For anyone perusing this thread, your first resource for this kind of security advice should probably be the OWASP cheatsheets which is a living set of documents that packages current practice into direct recommendations for implementers.
Here's what it says about tuning Argon2:
https://cheatsheetseries.owasp.org/cheatsheets/Password_Stor...
It's been a couple years since I've looked but the track record of OWASP for cryptography advice has been pretty dismal.
Do you have a better recommendation?
I feel bad for OWASP. They're doing the lords work, but seem to have a shoestring budget.
The OWASP ASVS appendix on Cryptography is one of the best and concise resources I know for this kind of thing: https://github.com/OWASP/ASVS/blob/master/5.0/en/0x92-Append...
This is just a random list of links to standards and summary tables, some of which are wrong (urandom vs. random, for instance).

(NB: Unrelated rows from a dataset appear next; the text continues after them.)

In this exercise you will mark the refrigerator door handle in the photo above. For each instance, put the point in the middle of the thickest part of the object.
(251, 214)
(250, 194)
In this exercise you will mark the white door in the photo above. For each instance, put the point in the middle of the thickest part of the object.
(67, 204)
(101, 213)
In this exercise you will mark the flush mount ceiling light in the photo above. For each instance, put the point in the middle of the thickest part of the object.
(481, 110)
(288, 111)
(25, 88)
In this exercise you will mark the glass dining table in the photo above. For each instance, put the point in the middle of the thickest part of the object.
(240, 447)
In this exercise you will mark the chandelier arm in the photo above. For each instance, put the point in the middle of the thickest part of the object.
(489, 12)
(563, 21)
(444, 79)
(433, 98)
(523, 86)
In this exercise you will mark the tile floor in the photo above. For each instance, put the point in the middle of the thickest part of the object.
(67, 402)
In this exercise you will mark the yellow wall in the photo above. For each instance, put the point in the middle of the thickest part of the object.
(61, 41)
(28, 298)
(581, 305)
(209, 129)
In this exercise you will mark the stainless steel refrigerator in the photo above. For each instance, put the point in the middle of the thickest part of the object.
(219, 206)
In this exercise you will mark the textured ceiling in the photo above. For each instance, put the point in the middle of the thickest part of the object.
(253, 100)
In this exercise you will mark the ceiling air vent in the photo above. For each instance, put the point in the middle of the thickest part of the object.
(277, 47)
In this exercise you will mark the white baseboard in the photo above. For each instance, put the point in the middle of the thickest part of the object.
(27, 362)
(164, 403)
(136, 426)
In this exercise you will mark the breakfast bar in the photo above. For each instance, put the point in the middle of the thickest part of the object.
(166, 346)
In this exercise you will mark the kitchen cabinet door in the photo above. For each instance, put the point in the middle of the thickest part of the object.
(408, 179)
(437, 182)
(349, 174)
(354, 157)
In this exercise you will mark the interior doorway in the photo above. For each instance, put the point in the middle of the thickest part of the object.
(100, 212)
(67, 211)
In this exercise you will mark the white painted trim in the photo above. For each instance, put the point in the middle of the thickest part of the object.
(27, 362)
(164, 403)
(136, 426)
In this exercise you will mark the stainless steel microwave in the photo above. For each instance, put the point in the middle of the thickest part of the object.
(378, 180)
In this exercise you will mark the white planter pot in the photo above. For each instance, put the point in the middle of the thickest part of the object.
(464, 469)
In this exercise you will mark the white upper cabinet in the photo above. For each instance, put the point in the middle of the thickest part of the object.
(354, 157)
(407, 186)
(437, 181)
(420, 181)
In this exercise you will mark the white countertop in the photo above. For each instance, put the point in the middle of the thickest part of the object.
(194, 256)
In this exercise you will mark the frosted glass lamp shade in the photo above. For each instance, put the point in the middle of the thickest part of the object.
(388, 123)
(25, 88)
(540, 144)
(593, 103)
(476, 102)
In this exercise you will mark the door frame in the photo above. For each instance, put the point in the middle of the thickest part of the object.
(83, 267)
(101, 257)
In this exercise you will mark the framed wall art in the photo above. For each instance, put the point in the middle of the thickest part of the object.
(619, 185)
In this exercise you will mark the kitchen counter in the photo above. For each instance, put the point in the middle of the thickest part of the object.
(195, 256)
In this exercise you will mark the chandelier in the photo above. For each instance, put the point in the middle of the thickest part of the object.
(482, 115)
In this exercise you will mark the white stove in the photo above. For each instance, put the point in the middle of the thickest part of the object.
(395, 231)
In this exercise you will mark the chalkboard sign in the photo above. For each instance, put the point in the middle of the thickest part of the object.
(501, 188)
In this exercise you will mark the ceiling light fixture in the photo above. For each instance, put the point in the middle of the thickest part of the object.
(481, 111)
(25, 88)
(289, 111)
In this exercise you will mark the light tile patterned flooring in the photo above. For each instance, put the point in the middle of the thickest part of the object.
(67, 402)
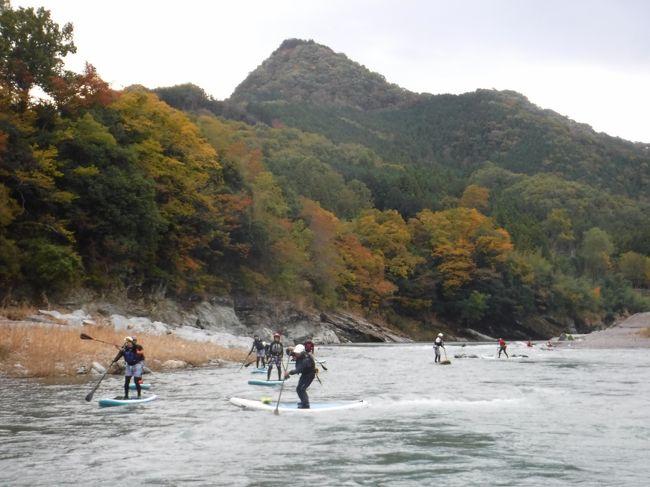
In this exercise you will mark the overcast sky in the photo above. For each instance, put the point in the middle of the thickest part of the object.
(586, 59)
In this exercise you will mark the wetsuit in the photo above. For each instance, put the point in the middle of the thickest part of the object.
(260, 352)
(275, 358)
(134, 358)
(437, 344)
(306, 367)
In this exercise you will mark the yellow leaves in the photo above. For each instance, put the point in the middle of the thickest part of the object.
(457, 264)
(475, 196)
(462, 239)
(387, 235)
(86, 171)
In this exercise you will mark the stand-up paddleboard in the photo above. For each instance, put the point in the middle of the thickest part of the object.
(260, 382)
(292, 407)
(119, 401)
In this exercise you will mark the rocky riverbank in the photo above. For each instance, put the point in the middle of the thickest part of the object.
(633, 332)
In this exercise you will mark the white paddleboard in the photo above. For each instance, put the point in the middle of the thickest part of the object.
(292, 407)
(118, 401)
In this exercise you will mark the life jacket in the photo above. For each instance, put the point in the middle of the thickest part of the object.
(307, 364)
(133, 355)
(276, 348)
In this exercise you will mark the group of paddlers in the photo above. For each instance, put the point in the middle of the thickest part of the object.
(271, 354)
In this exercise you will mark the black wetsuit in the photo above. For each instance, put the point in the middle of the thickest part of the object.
(306, 367)
(258, 345)
(275, 358)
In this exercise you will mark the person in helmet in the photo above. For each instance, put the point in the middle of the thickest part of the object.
(276, 350)
(260, 352)
(502, 347)
(438, 343)
(133, 355)
(306, 367)
(309, 345)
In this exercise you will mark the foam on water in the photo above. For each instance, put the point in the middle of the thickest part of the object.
(570, 417)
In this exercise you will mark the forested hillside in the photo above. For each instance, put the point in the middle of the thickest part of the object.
(331, 187)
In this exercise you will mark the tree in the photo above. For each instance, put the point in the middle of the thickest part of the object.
(32, 48)
(475, 196)
(635, 267)
(595, 252)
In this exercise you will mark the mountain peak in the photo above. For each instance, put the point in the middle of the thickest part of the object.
(304, 71)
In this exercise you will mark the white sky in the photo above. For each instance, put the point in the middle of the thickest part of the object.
(586, 59)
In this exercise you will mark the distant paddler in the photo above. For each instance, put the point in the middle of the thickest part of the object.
(437, 345)
(260, 352)
(276, 350)
(502, 347)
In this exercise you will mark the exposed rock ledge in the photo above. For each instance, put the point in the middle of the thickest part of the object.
(229, 322)
(629, 333)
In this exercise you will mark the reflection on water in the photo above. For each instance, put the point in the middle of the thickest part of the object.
(554, 418)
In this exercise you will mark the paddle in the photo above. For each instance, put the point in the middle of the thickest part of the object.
(83, 336)
(89, 396)
(244, 362)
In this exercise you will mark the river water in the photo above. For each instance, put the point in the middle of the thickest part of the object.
(561, 417)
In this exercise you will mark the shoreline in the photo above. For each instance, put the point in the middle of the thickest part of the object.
(633, 332)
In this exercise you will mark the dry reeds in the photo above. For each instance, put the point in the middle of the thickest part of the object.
(35, 350)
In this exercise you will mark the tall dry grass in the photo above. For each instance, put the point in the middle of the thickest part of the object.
(33, 350)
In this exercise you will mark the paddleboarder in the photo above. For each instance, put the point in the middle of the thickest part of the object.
(309, 345)
(437, 345)
(502, 347)
(260, 353)
(133, 355)
(276, 350)
(306, 367)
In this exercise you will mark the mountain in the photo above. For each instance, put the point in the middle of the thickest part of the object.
(308, 86)
(307, 72)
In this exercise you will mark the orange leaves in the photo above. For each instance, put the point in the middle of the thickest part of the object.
(462, 240)
(81, 91)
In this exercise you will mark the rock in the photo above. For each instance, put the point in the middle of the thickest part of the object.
(98, 368)
(76, 318)
(174, 364)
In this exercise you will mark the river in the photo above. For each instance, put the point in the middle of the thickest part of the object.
(556, 417)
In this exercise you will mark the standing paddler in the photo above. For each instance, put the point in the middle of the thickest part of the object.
(437, 345)
(133, 355)
(276, 349)
(306, 367)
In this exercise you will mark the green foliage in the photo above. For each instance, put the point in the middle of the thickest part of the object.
(51, 266)
(32, 48)
(480, 209)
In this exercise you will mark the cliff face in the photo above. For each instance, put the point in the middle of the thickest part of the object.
(232, 321)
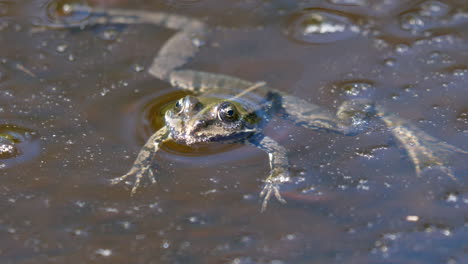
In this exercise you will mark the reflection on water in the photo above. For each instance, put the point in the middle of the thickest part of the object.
(81, 104)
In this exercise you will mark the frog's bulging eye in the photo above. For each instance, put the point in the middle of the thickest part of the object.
(227, 112)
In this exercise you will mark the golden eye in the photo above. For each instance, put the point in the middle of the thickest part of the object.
(227, 112)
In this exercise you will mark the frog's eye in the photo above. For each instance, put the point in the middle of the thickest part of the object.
(227, 112)
(178, 106)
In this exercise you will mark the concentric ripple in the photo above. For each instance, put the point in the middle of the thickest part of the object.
(318, 26)
(17, 144)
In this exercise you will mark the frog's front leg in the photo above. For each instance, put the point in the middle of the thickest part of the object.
(279, 166)
(144, 161)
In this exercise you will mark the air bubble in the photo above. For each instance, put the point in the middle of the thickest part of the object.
(321, 26)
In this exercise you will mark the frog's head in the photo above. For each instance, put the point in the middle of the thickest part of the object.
(203, 119)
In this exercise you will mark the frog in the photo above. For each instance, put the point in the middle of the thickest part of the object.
(227, 109)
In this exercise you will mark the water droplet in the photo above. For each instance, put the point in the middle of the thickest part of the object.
(104, 252)
(61, 48)
(61, 12)
(401, 48)
(321, 26)
(15, 142)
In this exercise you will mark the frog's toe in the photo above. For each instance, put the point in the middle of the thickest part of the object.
(270, 189)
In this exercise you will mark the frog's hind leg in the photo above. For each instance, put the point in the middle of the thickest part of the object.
(424, 150)
(143, 164)
(183, 45)
(351, 118)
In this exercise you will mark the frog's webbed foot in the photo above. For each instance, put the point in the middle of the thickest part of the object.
(424, 150)
(143, 164)
(279, 168)
(351, 118)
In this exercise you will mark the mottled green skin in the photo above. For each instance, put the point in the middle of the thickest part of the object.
(197, 118)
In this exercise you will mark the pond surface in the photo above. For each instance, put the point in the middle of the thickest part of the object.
(77, 105)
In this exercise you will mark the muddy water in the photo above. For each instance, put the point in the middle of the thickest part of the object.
(76, 106)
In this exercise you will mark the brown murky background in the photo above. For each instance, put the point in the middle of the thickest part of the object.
(75, 103)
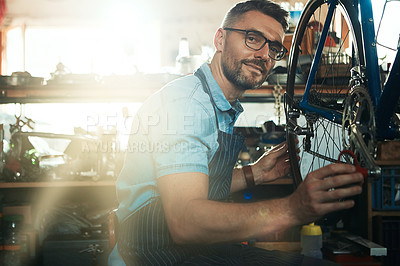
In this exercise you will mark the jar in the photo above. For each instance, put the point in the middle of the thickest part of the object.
(311, 241)
(11, 240)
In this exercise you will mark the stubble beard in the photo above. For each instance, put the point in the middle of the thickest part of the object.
(234, 73)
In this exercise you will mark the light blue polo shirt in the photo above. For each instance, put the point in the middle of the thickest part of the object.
(173, 132)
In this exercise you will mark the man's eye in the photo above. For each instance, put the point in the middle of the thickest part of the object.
(275, 48)
(254, 38)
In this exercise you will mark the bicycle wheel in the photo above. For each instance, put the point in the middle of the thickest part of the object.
(320, 138)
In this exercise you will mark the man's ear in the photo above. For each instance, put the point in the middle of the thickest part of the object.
(219, 39)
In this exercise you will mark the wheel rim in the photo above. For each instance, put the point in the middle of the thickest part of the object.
(324, 139)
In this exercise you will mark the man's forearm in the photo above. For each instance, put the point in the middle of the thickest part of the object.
(208, 221)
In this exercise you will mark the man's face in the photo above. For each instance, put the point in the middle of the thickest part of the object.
(244, 67)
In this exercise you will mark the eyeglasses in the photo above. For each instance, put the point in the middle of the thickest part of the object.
(256, 41)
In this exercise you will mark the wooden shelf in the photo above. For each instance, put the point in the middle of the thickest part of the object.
(385, 213)
(281, 181)
(55, 184)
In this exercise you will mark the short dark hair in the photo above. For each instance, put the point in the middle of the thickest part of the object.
(266, 7)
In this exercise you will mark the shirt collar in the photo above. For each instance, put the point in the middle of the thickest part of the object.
(216, 93)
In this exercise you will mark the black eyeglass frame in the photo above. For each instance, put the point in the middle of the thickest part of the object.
(279, 54)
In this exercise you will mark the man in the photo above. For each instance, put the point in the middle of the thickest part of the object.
(183, 151)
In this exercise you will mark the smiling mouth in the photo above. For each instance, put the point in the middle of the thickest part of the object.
(254, 67)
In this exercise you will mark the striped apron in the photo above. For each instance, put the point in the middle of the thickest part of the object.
(144, 238)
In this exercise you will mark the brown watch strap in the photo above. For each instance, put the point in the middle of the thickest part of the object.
(248, 176)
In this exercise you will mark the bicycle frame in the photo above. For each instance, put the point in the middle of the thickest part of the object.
(384, 100)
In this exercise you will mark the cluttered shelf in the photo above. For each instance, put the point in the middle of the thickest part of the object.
(103, 183)
(103, 92)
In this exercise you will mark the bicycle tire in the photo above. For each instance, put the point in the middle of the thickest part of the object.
(328, 87)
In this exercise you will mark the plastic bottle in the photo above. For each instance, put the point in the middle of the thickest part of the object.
(311, 241)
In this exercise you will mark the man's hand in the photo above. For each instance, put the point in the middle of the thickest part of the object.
(272, 164)
(325, 190)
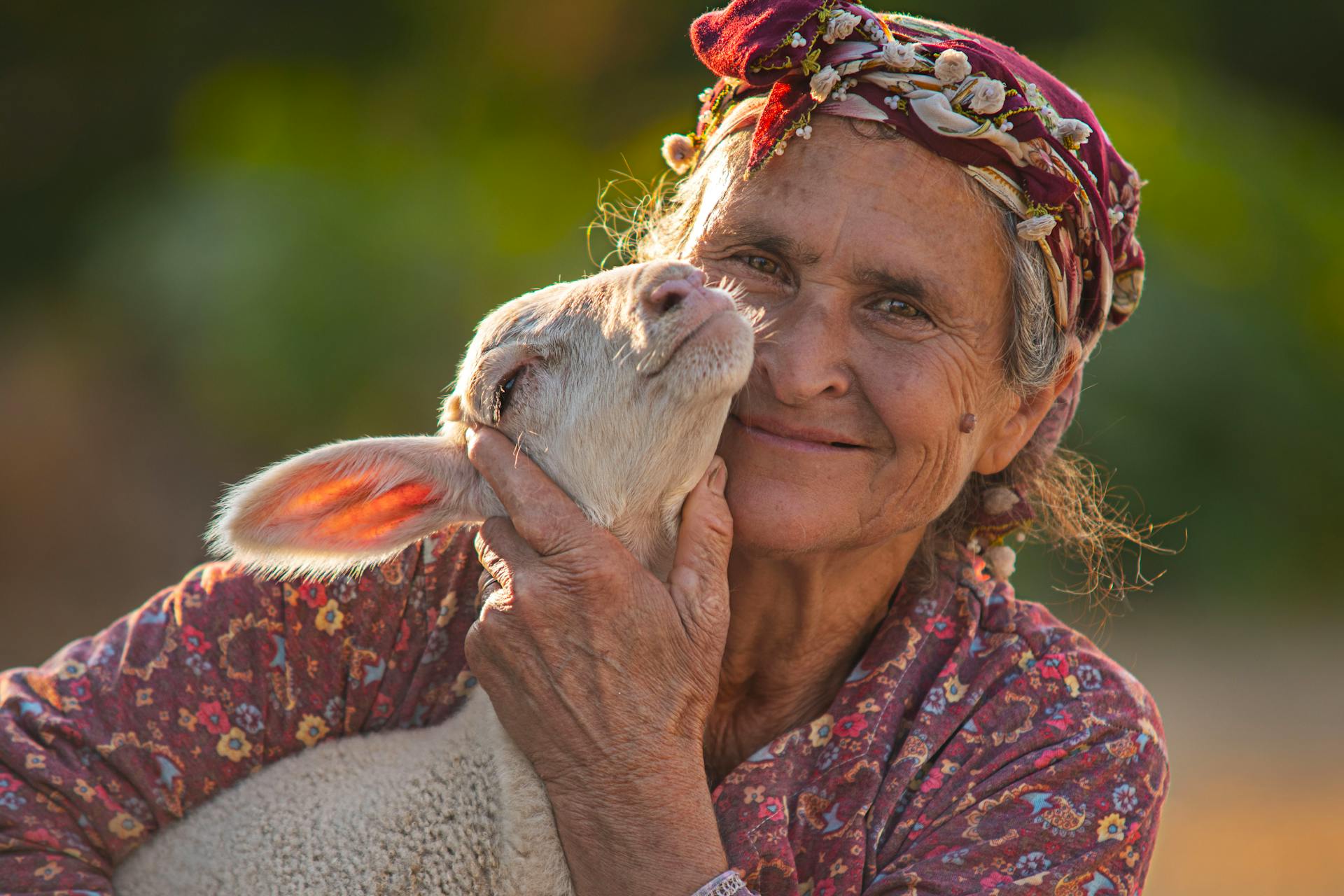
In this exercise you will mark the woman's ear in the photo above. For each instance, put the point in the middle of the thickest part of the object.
(347, 505)
(1003, 445)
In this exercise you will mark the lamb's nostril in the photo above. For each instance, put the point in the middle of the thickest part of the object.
(668, 296)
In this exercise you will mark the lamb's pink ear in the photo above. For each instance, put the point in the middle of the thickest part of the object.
(347, 505)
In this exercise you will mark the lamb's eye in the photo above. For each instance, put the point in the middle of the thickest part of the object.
(504, 393)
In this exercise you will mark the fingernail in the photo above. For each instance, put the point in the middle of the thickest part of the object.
(718, 476)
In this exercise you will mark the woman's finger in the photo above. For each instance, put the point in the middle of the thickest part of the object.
(502, 550)
(540, 511)
(699, 574)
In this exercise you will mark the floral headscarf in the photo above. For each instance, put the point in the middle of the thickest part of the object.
(1019, 131)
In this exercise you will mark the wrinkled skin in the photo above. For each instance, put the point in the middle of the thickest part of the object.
(888, 312)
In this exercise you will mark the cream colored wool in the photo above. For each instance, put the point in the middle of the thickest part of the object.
(449, 809)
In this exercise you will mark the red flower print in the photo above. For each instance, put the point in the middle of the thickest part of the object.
(45, 837)
(940, 626)
(1049, 757)
(214, 718)
(932, 782)
(1054, 665)
(850, 726)
(195, 640)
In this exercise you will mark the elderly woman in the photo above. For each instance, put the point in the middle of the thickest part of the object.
(836, 691)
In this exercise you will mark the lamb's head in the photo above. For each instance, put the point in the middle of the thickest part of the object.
(617, 386)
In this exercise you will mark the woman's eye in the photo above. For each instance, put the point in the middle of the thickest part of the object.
(898, 308)
(766, 266)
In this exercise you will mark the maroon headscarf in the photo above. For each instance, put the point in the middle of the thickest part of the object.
(1016, 130)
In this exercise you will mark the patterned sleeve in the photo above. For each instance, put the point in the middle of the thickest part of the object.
(1074, 818)
(211, 679)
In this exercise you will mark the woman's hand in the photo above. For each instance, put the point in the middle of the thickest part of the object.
(604, 675)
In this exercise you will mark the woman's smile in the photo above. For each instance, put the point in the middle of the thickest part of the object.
(780, 434)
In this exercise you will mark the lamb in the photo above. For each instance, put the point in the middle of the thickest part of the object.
(617, 386)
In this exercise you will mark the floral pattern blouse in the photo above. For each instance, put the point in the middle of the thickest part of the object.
(979, 745)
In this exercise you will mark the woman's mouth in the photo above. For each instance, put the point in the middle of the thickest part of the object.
(783, 435)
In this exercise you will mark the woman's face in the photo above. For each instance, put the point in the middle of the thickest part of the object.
(885, 288)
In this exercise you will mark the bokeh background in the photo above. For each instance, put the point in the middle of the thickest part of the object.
(230, 232)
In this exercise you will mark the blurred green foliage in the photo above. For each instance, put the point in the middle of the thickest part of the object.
(288, 218)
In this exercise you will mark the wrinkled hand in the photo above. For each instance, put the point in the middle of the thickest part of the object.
(597, 669)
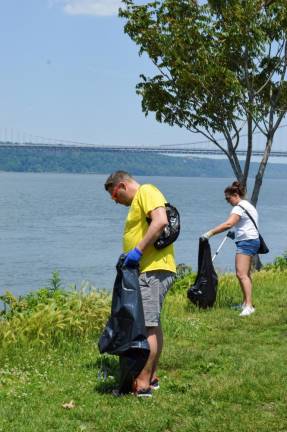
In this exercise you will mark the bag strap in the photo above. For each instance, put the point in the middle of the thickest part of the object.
(248, 214)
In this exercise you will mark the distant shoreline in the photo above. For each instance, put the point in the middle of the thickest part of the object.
(77, 161)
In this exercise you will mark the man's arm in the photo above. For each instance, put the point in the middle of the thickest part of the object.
(158, 223)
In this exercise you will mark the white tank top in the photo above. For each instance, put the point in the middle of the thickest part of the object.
(245, 229)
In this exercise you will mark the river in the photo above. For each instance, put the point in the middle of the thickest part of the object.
(68, 223)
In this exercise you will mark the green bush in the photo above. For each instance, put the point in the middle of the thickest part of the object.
(50, 315)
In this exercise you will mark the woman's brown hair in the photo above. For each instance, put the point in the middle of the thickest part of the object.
(236, 188)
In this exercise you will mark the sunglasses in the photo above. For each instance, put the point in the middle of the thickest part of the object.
(116, 189)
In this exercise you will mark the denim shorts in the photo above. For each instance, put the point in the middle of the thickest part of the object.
(154, 285)
(248, 247)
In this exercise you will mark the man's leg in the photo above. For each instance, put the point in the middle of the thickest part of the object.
(154, 287)
(154, 337)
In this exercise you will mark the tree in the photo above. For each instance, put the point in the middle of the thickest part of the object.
(220, 69)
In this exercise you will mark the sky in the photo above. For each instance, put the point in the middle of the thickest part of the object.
(69, 72)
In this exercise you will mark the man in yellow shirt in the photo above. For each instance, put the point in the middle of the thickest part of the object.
(157, 267)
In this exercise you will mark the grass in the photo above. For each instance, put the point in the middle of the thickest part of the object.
(218, 372)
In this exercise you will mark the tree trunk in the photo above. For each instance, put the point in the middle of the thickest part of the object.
(261, 170)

The "A/L/D" scoring makes very little sense. CBC is legacy-allowable and CTR is disallowed; "verification of padding must be performed in constant time". For reasons passing understanding, "MAC-then-encrypt" is legacy-allowable. They've deprecated the internally truncated SHA2's and kept the full-width ones (the internally truncated ones are more, not less secure). They've taken the time to formally disallow "MD5 and SHA1 based KDF functions". There's a long list of allowed FFDH groups. AES-CMAC is a recommended general-purpose message authenticator.
This is a mess, and I would actively steer people away from it.
I’d wager that something like 90% of developers who look at that page should close the tab instead of reading any of it.
If you’re building a system and need crypto… pick the canonical library for the ecosystem or language you’re working in. Don’t try to build your own collection of primitives.